Abstract

This article focuses on all reported post-Cold War instances of several antidemocratic phenomena that occur within the US news media industry: the spiking of news stories and investigations with critical inclinations, demotions to enterprising journalists or editors, cancellations of TV programs due to critical content and forced resignations of journalists, independent and wire-based stories being overlooked by mainstream media, and investigative series whose story follow-ups are being marginalized out of existence or spiked. The reported occurrences are based on a plethora of evidence and documentation: testimony by journalists and/or their newsroom colleagues, audio-recorded conversations between editors and journalists, documented pressure by advertisers and powerful public officials, and documented meetings between editors and high-powered officials that led to spiked stories and/or follow-up reporting.

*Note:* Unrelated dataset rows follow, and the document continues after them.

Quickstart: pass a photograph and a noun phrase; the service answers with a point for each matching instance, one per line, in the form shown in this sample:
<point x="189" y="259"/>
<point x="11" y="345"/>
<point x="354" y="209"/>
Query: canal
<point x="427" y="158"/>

This evidence shows a clear pattern of institutional constraints that result in varying forms of censorship. The focus on these repressive occurrences is of significant theoretical importance and is not only an attack on journalists but an attack on democracy as a whole. The most important theoretical tension between two models of media analysis – the indexing and propaganda models – is a conflicting attribution of culpability for poor media performance and the subsequent lack of news media independence. This article represents an attempt to unveil and subsequently address this underlying theoretical tension by criticizing the disproportionate fault attributed to journalists themselves by the indexing model as well as the underestimation by the propaganda model of the role of ‘crude intervention’ resulting from institutional constraints.